For one, the cost, which can approach a capital investment of $60 million per fleet, or a 40% premium versus a standard legacy spread. Secondly, well stimulation providers have had success with bridge technologies such as dual-fuel kit adaptions on existing engines. Dual fuel is also available for the new low emission Tier 4 engines that will power pumping units.
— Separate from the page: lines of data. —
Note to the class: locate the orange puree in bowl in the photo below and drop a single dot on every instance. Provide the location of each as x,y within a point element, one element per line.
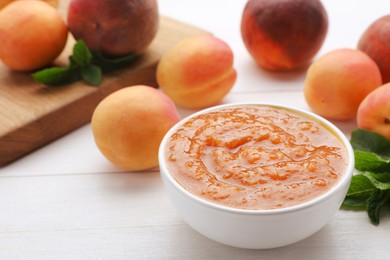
<point>255,157</point>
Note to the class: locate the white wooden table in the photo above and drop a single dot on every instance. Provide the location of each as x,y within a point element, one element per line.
<point>65,201</point>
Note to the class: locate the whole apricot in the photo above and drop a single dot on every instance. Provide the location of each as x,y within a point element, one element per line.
<point>284,34</point>
<point>114,28</point>
<point>197,72</point>
<point>338,81</point>
<point>129,124</point>
<point>32,35</point>
<point>374,111</point>
<point>375,41</point>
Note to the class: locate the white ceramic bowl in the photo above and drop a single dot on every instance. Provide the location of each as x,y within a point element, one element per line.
<point>257,229</point>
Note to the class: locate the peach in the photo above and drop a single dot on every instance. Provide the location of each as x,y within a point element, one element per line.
<point>374,111</point>
<point>197,72</point>
<point>6,2</point>
<point>338,81</point>
<point>375,41</point>
<point>114,28</point>
<point>129,124</point>
<point>283,35</point>
<point>32,35</point>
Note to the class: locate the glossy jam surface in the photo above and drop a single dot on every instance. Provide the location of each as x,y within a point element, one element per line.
<point>255,157</point>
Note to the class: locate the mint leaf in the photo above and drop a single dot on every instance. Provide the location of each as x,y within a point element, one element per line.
<point>375,203</point>
<point>369,161</point>
<point>81,56</point>
<point>359,191</point>
<point>92,74</point>
<point>379,181</point>
<point>83,64</point>
<point>57,76</point>
<point>364,140</point>
<point>370,188</point>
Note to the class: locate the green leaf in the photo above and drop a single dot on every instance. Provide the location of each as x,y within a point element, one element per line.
<point>369,161</point>
<point>375,203</point>
<point>81,56</point>
<point>360,190</point>
<point>369,141</point>
<point>92,74</point>
<point>83,64</point>
<point>57,76</point>
<point>361,187</point>
<point>378,181</point>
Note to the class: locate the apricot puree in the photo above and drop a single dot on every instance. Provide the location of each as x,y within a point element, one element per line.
<point>255,157</point>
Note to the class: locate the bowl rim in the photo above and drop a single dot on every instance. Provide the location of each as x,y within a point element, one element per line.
<point>317,200</point>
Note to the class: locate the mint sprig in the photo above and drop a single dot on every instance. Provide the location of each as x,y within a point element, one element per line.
<point>370,187</point>
<point>84,64</point>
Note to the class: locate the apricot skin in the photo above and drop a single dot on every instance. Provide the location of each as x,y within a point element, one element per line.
<point>129,124</point>
<point>198,72</point>
<point>114,28</point>
<point>375,41</point>
<point>32,35</point>
<point>374,111</point>
<point>338,81</point>
<point>283,35</point>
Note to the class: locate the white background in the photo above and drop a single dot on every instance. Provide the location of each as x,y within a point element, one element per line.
<point>65,201</point>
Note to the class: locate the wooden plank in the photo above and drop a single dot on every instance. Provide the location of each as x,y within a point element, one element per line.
<point>32,115</point>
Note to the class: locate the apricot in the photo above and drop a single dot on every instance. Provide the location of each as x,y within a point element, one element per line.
<point>375,41</point>
<point>32,35</point>
<point>338,81</point>
<point>114,28</point>
<point>129,124</point>
<point>283,35</point>
<point>374,111</point>
<point>197,72</point>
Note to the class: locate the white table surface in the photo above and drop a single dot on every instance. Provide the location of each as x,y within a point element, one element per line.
<point>65,201</point>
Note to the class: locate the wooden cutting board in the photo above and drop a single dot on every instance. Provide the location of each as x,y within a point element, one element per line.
<point>32,115</point>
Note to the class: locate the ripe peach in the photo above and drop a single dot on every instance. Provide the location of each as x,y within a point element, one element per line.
<point>114,28</point>
<point>32,35</point>
<point>197,72</point>
<point>129,124</point>
<point>338,81</point>
<point>283,35</point>
<point>6,2</point>
<point>374,111</point>
<point>375,41</point>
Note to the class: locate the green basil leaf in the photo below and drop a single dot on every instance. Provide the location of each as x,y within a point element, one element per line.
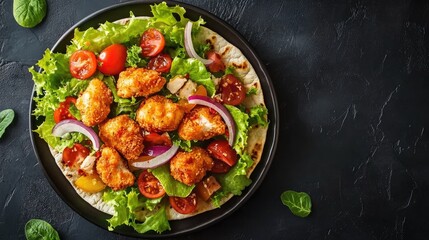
<point>37,229</point>
<point>29,13</point>
<point>299,203</point>
<point>6,117</point>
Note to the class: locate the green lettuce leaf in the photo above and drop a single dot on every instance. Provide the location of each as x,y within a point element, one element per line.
<point>258,116</point>
<point>131,207</point>
<point>235,180</point>
<point>197,72</point>
<point>54,71</point>
<point>172,186</point>
<point>106,34</point>
<point>241,120</point>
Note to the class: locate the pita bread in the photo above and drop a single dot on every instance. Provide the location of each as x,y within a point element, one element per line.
<point>231,56</point>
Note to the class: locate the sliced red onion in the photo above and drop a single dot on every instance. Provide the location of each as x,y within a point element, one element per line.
<point>154,151</point>
<point>224,113</point>
<point>158,160</point>
<point>189,46</point>
<point>71,125</point>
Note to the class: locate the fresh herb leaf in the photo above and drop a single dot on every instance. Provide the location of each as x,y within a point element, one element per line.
<point>299,203</point>
<point>29,13</point>
<point>6,117</point>
<point>37,229</point>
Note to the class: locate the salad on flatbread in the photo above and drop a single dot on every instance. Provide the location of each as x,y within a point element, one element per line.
<point>151,119</point>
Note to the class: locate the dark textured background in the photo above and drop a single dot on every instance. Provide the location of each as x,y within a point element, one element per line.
<point>352,80</point>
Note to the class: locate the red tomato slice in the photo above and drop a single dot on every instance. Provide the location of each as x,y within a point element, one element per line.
<point>217,65</point>
<point>156,139</point>
<point>221,150</point>
<point>149,185</point>
<point>112,59</point>
<point>83,64</point>
<point>220,167</point>
<point>75,155</point>
<point>184,205</point>
<point>232,90</point>
<point>152,42</point>
<point>160,63</point>
<point>63,112</point>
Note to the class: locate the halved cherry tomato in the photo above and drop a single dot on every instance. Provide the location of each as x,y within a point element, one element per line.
<point>82,64</point>
<point>232,90</point>
<point>187,107</point>
<point>156,139</point>
<point>63,112</point>
<point>221,150</point>
<point>160,63</point>
<point>75,155</point>
<point>112,59</point>
<point>217,64</point>
<point>152,42</point>
<point>184,205</point>
<point>220,167</point>
<point>149,185</point>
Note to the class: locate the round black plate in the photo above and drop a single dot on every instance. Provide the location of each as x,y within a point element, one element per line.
<point>66,191</point>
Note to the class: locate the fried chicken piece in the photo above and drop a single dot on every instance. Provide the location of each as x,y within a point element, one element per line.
<point>113,170</point>
<point>139,82</point>
<point>94,103</point>
<point>201,124</point>
<point>123,134</point>
<point>159,114</point>
<point>190,167</point>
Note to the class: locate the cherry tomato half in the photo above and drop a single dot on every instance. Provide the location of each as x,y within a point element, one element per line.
<point>75,155</point>
<point>184,205</point>
<point>152,42</point>
<point>149,185</point>
<point>112,59</point>
<point>82,64</point>
<point>232,90</point>
<point>221,150</point>
<point>217,64</point>
<point>63,112</point>
<point>160,63</point>
<point>156,139</point>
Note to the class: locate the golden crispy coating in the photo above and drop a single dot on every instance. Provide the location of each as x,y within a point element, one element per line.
<point>201,124</point>
<point>159,114</point>
<point>123,134</point>
<point>113,171</point>
<point>94,103</point>
<point>139,82</point>
<point>190,167</point>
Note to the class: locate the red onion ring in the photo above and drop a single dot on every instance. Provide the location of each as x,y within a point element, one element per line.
<point>224,113</point>
<point>71,125</point>
<point>158,160</point>
<point>189,46</point>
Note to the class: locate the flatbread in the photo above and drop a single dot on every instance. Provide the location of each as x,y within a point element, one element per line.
<point>231,56</point>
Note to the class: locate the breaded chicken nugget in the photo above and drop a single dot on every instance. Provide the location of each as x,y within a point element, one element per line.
<point>94,103</point>
<point>139,82</point>
<point>190,167</point>
<point>123,134</point>
<point>159,114</point>
<point>113,170</point>
<point>201,124</point>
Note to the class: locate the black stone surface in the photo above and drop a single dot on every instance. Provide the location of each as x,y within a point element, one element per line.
<point>352,80</point>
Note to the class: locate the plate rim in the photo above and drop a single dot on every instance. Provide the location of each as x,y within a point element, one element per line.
<point>269,150</point>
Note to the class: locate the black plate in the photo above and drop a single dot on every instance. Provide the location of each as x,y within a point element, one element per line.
<point>66,191</point>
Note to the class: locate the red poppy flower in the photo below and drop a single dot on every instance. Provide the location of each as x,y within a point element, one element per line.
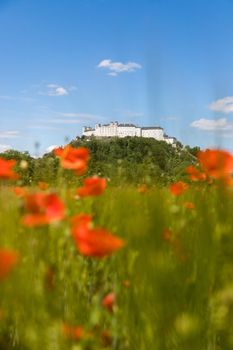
<point>143,188</point>
<point>178,188</point>
<point>42,209</point>
<point>6,169</point>
<point>20,191</point>
<point>43,186</point>
<point>8,259</point>
<point>95,242</point>
<point>93,186</point>
<point>73,158</point>
<point>75,332</point>
<point>109,301</point>
<point>189,205</point>
<point>126,283</point>
<point>216,163</point>
<point>167,234</point>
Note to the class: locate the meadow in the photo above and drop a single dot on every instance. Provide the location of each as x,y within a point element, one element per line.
<point>106,266</point>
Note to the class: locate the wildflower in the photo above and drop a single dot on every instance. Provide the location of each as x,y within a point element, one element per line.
<point>178,188</point>
<point>23,164</point>
<point>6,169</point>
<point>109,301</point>
<point>43,186</point>
<point>142,189</point>
<point>167,234</point>
<point>95,242</point>
<point>20,191</point>
<point>49,278</point>
<point>75,332</point>
<point>189,205</point>
<point>93,186</point>
<point>8,259</point>
<point>126,283</point>
<point>216,163</point>
<point>42,209</point>
<point>73,158</point>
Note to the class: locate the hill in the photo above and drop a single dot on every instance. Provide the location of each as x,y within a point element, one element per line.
<point>122,160</point>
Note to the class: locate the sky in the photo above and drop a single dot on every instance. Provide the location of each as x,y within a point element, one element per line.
<point>65,64</point>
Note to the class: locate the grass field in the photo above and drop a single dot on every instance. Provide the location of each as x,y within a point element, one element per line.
<point>164,283</point>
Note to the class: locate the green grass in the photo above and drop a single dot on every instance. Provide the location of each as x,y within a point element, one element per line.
<point>181,290</point>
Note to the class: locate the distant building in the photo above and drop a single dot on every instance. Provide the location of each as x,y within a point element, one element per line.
<point>114,129</point>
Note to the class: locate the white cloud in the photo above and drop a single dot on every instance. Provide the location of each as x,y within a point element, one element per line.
<point>51,148</point>
<point>114,68</point>
<point>172,118</point>
<point>224,105</point>
<point>56,90</point>
<point>4,148</point>
<point>221,124</point>
<point>7,97</point>
<point>9,134</point>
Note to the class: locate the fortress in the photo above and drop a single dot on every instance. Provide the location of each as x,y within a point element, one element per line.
<point>114,129</point>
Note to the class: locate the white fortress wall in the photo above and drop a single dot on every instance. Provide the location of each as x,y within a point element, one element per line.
<point>123,130</point>
<point>156,133</point>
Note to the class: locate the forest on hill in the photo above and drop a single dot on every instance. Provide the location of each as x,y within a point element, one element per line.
<point>121,160</point>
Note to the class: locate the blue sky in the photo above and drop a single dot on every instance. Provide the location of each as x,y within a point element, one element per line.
<point>69,63</point>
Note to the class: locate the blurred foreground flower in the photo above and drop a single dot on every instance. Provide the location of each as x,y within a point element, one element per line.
<point>178,188</point>
<point>73,158</point>
<point>93,186</point>
<point>8,259</point>
<point>6,169</point>
<point>109,301</point>
<point>42,209</point>
<point>95,242</point>
<point>75,332</point>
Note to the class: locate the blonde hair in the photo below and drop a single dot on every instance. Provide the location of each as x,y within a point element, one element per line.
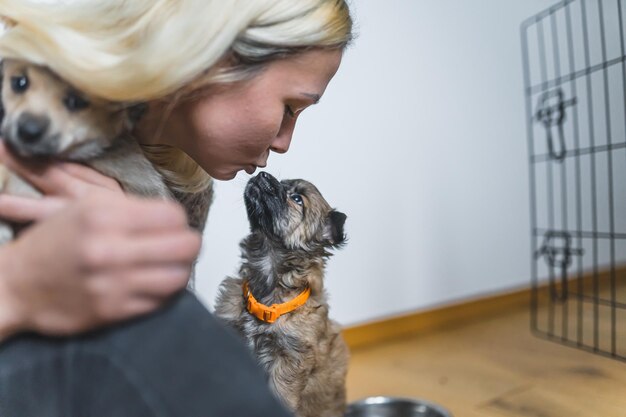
<point>142,50</point>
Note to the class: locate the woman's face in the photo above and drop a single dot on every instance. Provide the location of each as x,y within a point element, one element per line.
<point>235,128</point>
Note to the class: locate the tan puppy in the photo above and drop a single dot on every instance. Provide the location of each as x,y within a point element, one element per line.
<point>45,117</point>
<point>293,229</point>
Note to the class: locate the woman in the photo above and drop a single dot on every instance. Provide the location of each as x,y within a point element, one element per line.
<point>225,82</point>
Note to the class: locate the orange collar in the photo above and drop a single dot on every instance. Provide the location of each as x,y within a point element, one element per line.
<point>272,313</point>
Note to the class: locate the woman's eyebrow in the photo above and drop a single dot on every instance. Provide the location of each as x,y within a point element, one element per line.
<point>314,97</point>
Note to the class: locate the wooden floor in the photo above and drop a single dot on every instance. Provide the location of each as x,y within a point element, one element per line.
<point>492,368</point>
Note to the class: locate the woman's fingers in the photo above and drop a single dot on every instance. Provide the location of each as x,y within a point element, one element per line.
<point>27,209</point>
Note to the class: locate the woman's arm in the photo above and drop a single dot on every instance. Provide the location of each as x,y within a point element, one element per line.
<point>93,257</point>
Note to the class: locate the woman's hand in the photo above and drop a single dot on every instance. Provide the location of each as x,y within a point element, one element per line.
<point>95,256</point>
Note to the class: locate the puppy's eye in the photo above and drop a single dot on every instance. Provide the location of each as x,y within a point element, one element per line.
<point>19,83</point>
<point>297,198</point>
<point>74,102</point>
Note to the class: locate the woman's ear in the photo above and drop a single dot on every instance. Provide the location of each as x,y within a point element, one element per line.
<point>333,230</point>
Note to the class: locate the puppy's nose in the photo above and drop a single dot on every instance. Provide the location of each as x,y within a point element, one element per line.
<point>30,128</point>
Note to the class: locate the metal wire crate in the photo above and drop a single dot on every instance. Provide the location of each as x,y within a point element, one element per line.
<point>575,88</point>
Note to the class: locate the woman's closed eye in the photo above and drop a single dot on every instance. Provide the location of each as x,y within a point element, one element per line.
<point>289,111</point>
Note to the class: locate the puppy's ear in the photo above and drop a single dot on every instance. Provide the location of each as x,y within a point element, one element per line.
<point>333,230</point>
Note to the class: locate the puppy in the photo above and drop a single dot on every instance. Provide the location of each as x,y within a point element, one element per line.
<point>46,118</point>
<point>301,349</point>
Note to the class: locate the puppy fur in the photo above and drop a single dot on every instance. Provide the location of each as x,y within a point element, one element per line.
<point>293,229</point>
<point>46,118</point>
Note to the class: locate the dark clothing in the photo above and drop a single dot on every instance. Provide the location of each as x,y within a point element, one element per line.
<point>177,362</point>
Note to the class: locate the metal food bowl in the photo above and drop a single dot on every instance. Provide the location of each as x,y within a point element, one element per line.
<point>394,407</point>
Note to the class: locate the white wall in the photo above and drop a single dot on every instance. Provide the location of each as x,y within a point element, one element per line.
<point>420,139</point>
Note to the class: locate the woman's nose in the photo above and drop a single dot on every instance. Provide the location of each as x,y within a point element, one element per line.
<point>282,141</point>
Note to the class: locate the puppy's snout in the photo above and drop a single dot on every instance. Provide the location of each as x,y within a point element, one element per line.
<point>31,128</point>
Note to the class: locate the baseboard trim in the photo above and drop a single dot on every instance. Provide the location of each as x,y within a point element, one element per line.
<point>458,314</point>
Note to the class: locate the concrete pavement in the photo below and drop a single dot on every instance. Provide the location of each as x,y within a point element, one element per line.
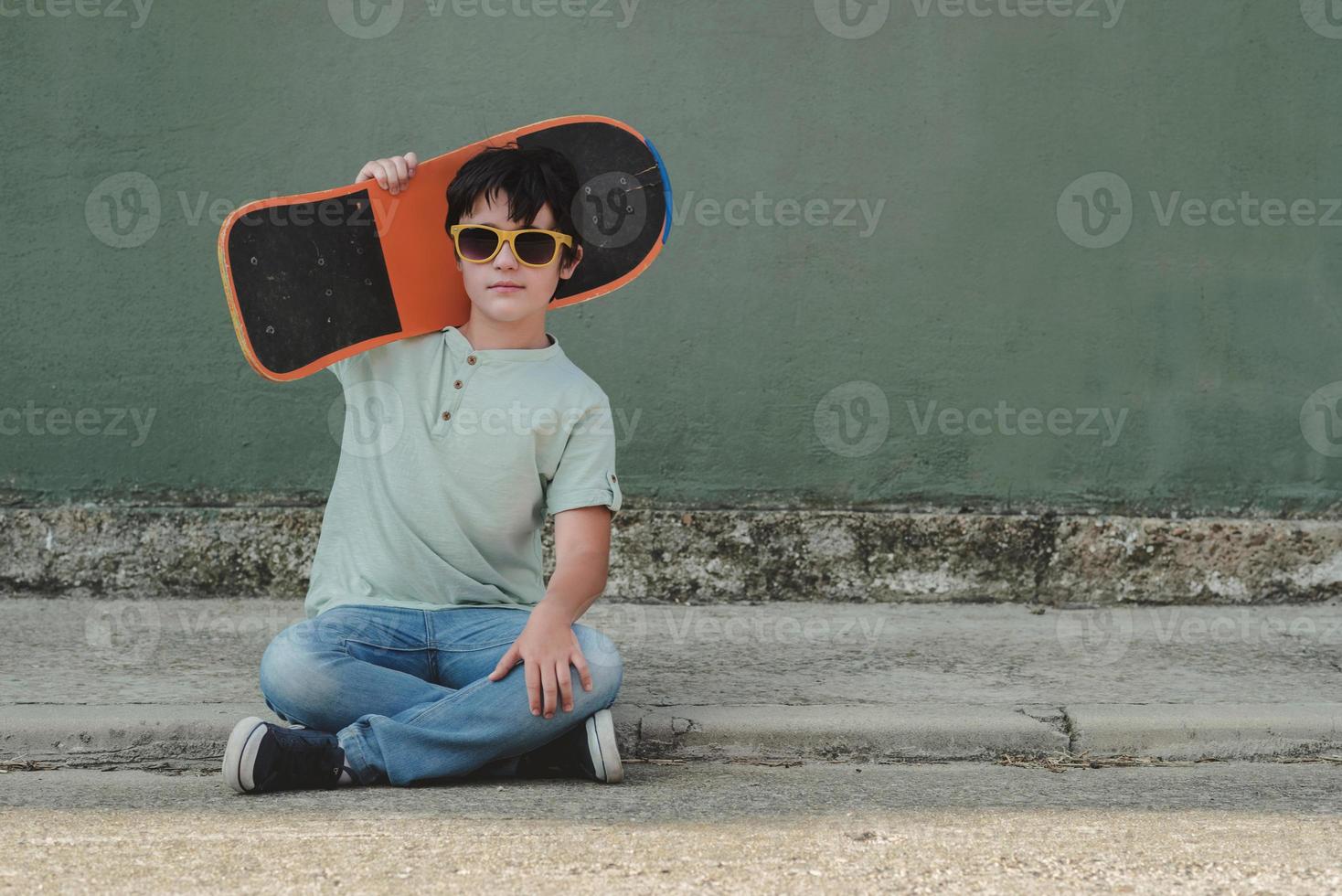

That said, a majority of dual-fuel pressure pumping  units located outside the gas-rich basins continue to run on diesel. Several vendors also have created legacy fleet modifications that reduce wellsite noise. In other words, existing technology and/or retrofits meet some of the advantages to the electric fleets.

Consequently, a majority of the major stimulation providers are hesitant to move forward because the economics of fleet conversion currently do not make sense in a financially constrained oil services sector. Beyond economic considerations, several stimulation providers are looking at challenges presented by a buffet of systems that have yet to congeal into a generally accepted architecture as the technology moves beyond the prototype phase.

Most major stimulation service providers promise to be fast followers for the technology but await a future where customers underwrite the electric fleet conversion. Although E&P companies like the “e-frac” promise, most are struggling to hit free cash flow neutrality and are budgetarily incapable of underwriting the transition.